Flinders researchers have made major inroads into finding the cause of heart disease, Alzheimer’s, cancer, diabetes and other diseases after discovering a further 148 proteins affected by oxidative stress in the human body.

The latest publication in ChemBioChem, a European Journal of Chemical Biology, reveals how a chemical tool has been used to identifying a further 148 previously unknown proteins modified by cells damaged by stress.

The results build on earlier advances at the Flinders University Chalker Lab, led by  nanotechnology researchers Associate Professor Justin Chalker and Dr Lisa Alcock in collaboration with Dr Gonçalo Bernardes’ lab at the University of Cambridge and Heinrich-Heine-University in Dusseldorf, Germany.

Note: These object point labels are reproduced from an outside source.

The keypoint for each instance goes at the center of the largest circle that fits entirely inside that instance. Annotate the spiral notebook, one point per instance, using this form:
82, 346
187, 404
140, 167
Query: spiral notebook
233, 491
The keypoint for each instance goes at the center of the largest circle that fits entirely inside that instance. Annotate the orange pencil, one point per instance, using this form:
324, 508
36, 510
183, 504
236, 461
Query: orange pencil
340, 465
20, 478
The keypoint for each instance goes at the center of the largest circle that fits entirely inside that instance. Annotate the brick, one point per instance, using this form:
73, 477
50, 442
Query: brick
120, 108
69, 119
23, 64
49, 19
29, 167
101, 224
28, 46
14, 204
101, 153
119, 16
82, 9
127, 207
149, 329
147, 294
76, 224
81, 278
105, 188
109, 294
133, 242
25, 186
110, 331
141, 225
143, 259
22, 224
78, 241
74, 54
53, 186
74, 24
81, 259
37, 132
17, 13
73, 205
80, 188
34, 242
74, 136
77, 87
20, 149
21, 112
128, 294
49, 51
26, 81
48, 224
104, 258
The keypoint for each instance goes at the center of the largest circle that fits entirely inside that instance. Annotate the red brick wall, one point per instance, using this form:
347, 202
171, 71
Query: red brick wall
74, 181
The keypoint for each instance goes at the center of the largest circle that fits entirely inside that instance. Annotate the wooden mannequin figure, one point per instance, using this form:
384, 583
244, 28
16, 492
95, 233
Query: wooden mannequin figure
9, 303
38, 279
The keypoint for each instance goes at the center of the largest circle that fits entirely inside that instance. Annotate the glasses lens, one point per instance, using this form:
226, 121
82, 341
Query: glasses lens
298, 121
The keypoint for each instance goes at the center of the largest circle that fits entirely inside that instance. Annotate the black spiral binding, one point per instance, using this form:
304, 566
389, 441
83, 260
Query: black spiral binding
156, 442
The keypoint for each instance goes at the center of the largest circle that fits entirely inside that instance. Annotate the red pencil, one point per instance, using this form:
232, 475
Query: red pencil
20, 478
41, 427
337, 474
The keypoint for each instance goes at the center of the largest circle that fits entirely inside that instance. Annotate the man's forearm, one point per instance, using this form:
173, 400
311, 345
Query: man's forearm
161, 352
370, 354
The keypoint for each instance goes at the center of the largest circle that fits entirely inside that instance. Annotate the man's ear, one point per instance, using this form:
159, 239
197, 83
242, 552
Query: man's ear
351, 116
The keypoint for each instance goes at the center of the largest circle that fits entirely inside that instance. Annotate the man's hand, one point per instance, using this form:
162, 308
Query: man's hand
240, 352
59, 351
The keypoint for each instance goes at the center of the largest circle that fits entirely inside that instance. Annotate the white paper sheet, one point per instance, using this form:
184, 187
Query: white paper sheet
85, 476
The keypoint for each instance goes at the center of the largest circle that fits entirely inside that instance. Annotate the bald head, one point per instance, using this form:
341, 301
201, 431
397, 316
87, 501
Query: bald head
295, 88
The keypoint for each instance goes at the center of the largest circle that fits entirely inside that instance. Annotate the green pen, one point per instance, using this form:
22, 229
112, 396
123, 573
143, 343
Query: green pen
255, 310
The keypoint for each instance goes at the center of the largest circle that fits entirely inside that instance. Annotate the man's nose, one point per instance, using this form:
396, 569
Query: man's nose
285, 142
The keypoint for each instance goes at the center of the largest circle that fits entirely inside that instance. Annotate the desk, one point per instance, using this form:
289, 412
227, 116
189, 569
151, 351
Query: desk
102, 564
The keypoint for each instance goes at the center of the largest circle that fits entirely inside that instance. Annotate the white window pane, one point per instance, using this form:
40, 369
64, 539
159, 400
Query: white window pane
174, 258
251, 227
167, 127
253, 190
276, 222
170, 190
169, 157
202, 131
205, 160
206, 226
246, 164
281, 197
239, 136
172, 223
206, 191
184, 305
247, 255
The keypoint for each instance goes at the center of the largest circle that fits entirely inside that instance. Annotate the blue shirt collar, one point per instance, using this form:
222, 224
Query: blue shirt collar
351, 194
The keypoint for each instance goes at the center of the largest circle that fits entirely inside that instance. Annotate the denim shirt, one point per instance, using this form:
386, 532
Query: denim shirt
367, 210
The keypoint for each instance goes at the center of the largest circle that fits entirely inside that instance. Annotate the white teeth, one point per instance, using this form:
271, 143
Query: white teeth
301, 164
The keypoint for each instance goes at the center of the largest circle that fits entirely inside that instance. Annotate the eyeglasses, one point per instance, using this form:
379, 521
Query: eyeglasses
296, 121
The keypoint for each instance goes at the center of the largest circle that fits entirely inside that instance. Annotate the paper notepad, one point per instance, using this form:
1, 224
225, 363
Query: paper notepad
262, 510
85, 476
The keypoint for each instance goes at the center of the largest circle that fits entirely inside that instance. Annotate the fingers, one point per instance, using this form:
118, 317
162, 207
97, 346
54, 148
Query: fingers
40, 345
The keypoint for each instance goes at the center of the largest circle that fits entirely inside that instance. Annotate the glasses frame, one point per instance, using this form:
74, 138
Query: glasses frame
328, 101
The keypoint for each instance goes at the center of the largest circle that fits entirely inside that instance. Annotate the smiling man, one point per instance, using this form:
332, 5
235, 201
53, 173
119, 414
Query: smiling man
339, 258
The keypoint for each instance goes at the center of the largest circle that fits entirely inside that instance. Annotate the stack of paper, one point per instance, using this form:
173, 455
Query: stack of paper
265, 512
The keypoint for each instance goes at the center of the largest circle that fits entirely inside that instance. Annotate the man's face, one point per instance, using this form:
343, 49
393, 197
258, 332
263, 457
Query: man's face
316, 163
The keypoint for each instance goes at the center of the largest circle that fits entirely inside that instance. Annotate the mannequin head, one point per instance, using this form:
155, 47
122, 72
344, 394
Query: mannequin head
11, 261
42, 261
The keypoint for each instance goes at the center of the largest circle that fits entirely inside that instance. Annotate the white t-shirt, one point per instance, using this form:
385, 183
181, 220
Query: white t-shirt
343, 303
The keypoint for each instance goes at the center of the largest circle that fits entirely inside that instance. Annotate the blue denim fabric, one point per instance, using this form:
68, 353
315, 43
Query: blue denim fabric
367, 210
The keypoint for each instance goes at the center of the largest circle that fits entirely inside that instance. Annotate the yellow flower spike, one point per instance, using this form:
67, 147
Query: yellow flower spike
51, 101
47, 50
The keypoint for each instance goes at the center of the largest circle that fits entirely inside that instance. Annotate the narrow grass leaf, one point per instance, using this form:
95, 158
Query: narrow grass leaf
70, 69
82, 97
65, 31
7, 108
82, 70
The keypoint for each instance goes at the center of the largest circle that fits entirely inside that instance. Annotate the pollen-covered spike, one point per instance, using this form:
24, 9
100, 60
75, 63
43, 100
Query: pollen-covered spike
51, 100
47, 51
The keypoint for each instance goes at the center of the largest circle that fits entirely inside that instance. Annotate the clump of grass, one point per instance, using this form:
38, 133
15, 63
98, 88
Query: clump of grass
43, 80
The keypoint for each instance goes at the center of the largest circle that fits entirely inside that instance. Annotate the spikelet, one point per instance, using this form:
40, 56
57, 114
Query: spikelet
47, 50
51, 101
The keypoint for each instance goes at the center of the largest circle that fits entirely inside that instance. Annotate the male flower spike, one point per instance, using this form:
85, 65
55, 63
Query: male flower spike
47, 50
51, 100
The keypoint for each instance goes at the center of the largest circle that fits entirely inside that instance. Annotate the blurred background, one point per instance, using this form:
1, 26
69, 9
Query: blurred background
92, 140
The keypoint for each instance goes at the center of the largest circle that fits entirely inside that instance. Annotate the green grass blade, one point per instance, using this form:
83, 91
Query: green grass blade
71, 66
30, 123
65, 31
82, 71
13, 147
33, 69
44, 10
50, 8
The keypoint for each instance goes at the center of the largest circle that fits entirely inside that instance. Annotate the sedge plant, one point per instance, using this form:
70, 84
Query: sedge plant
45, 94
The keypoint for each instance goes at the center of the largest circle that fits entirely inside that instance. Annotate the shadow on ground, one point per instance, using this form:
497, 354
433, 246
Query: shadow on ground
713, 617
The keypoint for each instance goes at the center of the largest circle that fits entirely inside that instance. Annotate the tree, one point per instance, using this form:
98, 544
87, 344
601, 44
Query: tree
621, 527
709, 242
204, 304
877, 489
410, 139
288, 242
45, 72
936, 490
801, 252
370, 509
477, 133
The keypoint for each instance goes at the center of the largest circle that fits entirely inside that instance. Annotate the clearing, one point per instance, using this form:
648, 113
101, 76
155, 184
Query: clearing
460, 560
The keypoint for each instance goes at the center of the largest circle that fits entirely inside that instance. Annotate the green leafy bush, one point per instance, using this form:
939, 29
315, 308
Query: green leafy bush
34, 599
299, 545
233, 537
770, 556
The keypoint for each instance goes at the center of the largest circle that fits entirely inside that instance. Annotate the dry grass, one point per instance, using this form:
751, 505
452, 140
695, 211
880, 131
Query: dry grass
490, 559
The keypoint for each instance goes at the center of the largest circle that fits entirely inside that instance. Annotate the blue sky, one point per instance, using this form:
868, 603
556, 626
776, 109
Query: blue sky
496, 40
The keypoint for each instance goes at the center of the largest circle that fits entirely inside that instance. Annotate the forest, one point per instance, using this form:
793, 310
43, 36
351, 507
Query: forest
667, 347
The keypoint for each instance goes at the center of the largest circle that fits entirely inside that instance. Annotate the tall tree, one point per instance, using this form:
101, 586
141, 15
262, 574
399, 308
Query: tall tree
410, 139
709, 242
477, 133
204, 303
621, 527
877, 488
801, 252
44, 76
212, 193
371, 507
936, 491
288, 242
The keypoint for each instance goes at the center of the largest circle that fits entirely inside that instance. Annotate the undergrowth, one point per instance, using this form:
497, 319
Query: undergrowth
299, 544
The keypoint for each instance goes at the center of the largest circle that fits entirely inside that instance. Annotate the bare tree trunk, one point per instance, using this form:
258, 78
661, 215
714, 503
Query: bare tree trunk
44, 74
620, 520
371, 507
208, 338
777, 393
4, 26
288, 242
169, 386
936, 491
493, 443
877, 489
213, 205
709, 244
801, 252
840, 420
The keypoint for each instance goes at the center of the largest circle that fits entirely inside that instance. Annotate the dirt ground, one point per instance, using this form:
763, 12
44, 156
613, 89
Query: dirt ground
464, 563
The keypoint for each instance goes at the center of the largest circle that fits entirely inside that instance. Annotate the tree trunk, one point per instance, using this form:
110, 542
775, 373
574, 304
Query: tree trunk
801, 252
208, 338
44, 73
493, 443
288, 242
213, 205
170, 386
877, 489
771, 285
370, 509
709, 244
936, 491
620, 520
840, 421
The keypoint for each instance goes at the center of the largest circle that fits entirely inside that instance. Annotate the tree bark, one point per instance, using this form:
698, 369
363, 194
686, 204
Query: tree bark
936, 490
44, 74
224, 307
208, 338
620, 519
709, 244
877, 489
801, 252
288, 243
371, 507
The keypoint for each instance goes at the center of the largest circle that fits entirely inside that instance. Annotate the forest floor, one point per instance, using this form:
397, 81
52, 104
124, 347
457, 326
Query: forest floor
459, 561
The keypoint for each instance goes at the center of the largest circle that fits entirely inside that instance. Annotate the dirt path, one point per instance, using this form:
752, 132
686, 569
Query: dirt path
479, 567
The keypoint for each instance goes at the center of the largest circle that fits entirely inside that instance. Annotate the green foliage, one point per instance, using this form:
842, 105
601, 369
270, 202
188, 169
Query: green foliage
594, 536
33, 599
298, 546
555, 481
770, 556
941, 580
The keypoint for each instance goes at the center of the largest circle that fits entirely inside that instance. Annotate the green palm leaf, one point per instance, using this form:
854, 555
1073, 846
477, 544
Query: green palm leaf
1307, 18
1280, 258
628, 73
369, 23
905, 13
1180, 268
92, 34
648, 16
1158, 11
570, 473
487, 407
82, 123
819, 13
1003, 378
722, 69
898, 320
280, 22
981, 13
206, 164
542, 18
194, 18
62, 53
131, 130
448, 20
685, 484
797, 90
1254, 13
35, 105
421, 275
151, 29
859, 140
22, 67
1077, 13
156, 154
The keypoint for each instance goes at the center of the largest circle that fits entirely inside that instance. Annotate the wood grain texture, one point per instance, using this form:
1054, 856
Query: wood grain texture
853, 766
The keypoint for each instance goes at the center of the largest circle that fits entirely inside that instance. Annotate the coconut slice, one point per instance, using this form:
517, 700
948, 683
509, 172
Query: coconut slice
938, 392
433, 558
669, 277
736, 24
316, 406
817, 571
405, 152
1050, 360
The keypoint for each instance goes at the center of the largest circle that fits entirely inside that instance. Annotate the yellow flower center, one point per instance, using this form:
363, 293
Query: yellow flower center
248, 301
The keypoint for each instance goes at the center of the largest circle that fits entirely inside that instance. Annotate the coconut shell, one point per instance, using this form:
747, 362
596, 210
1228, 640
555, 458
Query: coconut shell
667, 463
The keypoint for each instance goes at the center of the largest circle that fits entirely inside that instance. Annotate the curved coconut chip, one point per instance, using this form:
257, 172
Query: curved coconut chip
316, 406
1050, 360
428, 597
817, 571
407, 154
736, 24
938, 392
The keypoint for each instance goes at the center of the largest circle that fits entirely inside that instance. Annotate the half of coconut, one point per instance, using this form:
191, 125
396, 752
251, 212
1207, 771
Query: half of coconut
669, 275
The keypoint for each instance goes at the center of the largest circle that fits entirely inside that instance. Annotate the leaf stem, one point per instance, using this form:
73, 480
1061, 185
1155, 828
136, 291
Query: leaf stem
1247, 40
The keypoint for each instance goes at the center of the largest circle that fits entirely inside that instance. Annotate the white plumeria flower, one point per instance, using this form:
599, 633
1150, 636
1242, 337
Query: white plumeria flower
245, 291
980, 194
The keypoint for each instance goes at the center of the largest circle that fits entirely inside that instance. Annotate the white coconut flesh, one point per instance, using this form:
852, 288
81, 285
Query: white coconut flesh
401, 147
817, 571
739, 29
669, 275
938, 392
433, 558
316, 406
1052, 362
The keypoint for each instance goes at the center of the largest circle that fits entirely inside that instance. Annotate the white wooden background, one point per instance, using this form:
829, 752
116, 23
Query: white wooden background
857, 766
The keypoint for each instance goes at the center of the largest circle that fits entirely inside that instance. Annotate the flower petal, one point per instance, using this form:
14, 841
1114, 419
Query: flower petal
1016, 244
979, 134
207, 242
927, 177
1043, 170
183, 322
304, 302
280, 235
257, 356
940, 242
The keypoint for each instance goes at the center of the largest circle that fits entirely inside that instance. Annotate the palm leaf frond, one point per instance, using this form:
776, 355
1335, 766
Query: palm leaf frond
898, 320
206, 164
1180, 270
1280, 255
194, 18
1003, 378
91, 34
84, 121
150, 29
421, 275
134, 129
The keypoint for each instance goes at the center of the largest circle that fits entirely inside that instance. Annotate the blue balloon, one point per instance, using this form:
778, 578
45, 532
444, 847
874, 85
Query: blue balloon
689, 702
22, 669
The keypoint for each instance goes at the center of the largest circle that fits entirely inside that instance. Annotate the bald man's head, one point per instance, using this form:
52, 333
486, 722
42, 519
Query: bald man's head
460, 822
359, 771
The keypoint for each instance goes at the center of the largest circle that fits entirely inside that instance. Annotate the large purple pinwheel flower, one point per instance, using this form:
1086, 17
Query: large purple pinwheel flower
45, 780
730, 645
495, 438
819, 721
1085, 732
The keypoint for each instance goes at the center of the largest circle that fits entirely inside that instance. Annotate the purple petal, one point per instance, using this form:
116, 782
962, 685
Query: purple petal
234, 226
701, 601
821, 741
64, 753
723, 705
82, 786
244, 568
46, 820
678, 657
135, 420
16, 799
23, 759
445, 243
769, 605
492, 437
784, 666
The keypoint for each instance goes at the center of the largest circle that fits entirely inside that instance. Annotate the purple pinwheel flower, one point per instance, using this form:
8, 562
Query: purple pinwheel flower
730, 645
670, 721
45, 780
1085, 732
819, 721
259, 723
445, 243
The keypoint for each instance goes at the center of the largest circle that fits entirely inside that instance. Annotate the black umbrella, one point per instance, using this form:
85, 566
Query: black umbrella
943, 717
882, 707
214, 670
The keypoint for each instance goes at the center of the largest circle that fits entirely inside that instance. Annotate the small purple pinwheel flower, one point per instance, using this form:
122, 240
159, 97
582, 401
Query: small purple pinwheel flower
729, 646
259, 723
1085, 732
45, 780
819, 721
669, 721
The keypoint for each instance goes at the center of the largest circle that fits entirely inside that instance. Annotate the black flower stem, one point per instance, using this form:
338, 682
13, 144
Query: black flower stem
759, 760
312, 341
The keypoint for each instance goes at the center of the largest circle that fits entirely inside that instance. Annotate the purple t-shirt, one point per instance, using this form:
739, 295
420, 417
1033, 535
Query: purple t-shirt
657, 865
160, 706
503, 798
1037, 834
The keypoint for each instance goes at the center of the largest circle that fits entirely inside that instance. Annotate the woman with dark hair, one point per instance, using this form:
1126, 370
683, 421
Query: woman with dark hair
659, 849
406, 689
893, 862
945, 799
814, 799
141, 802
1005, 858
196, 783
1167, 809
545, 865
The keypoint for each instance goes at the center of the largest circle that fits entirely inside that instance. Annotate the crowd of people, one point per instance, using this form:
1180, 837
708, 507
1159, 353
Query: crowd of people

The new modified proteins identified in the latest research are linked to heart disease, drug resistance in cancer, and other critical cellular functions, says Dr Chalker, director of the Flinders Chalker Research Lab.

“This study is an important foundation for understanding the network of proteins that communicate during oxidative stress,” he says. “It gives new signposts for biomedical scientists around the world to understand how cells react and respond to reactive oxygen species (ROS).”

Flinders College of Science and Engineering Institute for Nanoscale Science and Technology graduate Dr Lisa Alcock, who has started a postdoctoral position at St Jude Children’s Research Hospital in Memphis, USA.

ROS can occur when cells are stressed and, in turn, reacts with proteins to either damage or deactivate them or create different signalling pathways.

Flinders PhD Dr Alcock, now working at the leading St Jude Children’s Research Hospital in Memphis USA, says the new chemical tool developed at the Chalker Lab at Flinders can label oxidised proteins in live cells creating many more opportunities to expand this vital research into identifying the problem proteins which may contribute to major diseases.

“Our chemical tool is proving to be superior to the gold-standard probes often used in such studies and will help develop new therapeutic strategies by adding to the fundamental goal in biomedical science to understand how proteins are modified during oxidative stress,” Dr Alcock says.

The novel reagent developed at Flinders detects the biomarker cysteine sulfenic acid and has already mapped this oxidation in a cancer cell line and identified more than 1000 proteins that are modified under oxidative stress.

The paper, ‘Proteome-wide survey of cysteine oxidation using a norbornene probe’ (2019) by LJ Alcock, M Langini, K Stühler, M Remke, MV Perkins, GJL Bernardes and JM Chalker is in press at ChemBioChem DOI: 10.1002/cbic.201900729 https://doi.org/10.1002/cbic.201900729

This study and the next stages of this research are funded by a Flinders Foundation Health Seed Grant.